DH: There was quite a bit of tension in the program. TNF [1995–1999], and later Novartis and the Novartis Foundation [2000–present], were providing medications at no cost. There were other NGOs that were also providing medications. Medications seemed to be the key to fundraising for these NGOs, and so when these donations began, they were not very happy. That created some tension. There was also tension over who should lead the program, and who should not, and I think there was quite a bit of resentment from some of the NGOs toward the WHO. I saw my role as trying to mediate the many tensions that were occurring. But tensions often develop, and the only way to deal with them is to sit around the table with everyone.

LB: The WHO–TNF/SHF partnership will be 50 years old in 2025. What do you think has contributed to its longevity?

DH: To me it was a clear, constant and unwavering vision that drove the partnership. TNF/SHF had a vision. It changed over time: as I understand it, initially it was based purely on treatment and diagnosis; then it became more about human rights and people affected by leprosy, or Hansen’s disease, adding an important element to the already important work of providing for diagnosis and treatment.

Mr. [Yohei] Sasakawa has been a real champion for leprosy elimination and has been able to meet with very influential people, including heads of state, all over the world. He is an amazingly dynamic and energetic leader who has done many good things and continues to generate the energy behind the leprosy program.

LB: Do you think it is unusual for private-sector partners to support a single disease program for so long?

DH: There are others. In polio eradication, there is Rotary International. It has been a faithful partner since 1988. There is the onchocerciasis (river blindness) partnership, which depends on the Mectizan Donation Program, supported by the Merck Foundation. So the Sasakawa foundations’ partnership with WHO is not unique, but it’s very important, especially given that leprosy is often neglected because it is a high disability disease, as opposed to a high mortality disease or an emerging infection, and high disability diseases don’t tend to attract a lot of donor financing. 

LB: In their partnership with WHO, TNF and SHF have always attached importance to having numerical targets in the fight against leprosy. What are your views on targets?

DH: Having targets that say this is going to happen, and this is going to happen by a certain date or this is what we are aiming for makes it possible to pull in short-term partners to provide drugs, whether for leprosy or for onchocerciasis or other diseases. But long-term sustainability is really important to think about at the same time. I used to wonder, and I still do, what would happen if there was a decision by Novartis or TNF/SHF to stop contributing to leprosy control. I don’t believe that WHO would be able to continue on its own because of many competing priorities, especially those with high mortality.

LB: How do you view the progress made against the disease and the prospects for the future?

DH: I like to talk about windows of opportunity, and I think there is a window of opportunity to really reduce the prevalence and incidence of leprosy to a very low level, where it could theoretically disappear in the future. However, it is important to take advantage of this window of opportunity now when it exists. The same applies to any other disease.

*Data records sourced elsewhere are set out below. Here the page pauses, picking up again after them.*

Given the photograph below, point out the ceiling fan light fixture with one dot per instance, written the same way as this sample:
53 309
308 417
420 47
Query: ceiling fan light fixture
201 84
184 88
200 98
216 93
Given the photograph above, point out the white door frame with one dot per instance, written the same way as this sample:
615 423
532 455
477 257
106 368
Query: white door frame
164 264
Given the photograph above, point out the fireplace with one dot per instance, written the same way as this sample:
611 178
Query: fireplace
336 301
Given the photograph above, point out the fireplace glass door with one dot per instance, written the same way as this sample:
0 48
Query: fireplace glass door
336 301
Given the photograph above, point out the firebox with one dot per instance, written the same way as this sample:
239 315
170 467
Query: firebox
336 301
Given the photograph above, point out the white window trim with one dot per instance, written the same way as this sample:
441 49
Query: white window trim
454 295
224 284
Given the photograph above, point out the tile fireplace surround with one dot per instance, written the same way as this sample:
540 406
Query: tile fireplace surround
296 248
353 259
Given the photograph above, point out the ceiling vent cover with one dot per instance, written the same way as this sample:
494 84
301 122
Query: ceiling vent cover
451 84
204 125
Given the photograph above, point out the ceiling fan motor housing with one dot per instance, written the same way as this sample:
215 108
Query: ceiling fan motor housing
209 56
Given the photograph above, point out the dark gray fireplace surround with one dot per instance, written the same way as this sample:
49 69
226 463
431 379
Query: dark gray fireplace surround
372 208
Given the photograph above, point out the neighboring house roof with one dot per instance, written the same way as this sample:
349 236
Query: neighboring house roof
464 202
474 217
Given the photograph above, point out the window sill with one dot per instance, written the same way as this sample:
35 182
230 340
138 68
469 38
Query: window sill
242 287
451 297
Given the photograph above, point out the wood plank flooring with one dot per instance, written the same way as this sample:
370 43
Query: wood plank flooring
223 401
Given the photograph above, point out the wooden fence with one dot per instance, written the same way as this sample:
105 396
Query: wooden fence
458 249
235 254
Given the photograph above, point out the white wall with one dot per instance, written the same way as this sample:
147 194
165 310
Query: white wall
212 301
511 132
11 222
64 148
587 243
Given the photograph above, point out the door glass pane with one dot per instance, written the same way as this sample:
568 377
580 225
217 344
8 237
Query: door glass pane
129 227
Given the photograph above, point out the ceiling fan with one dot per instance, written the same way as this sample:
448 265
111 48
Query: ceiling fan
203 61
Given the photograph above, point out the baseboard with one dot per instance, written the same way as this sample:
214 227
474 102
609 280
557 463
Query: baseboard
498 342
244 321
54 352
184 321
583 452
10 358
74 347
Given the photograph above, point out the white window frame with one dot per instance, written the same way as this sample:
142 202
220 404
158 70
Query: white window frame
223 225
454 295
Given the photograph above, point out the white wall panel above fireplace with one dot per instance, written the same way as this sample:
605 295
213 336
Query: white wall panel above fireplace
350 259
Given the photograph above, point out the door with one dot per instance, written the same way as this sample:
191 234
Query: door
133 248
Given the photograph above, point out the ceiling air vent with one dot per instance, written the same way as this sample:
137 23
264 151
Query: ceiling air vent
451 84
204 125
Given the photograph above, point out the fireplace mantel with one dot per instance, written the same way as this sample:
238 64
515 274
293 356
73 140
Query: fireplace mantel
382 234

If there is a window of opportunity because all the parts fall in place as they have for leprosy, it is important to take advantage of it and hope that the window remains open long enough to have an impact.

Dr. David Heymann (seated at table, far right) attended the “First Meeting of Global Alliance for Elimination of Leprosy & Advocacy,” held in New Delhi, India, Jan. 30–31, 2001, as the WHO Executive Director of Communicable Diseases. According to a report published at the time, Dr. Heymann emphasized that, in addition to integrating leprosy into general health services and teaching health workers at all levels to diagnose and treat leprosy, all available techniques should be used to encourage communities to demand their right to live in a world without leprosy.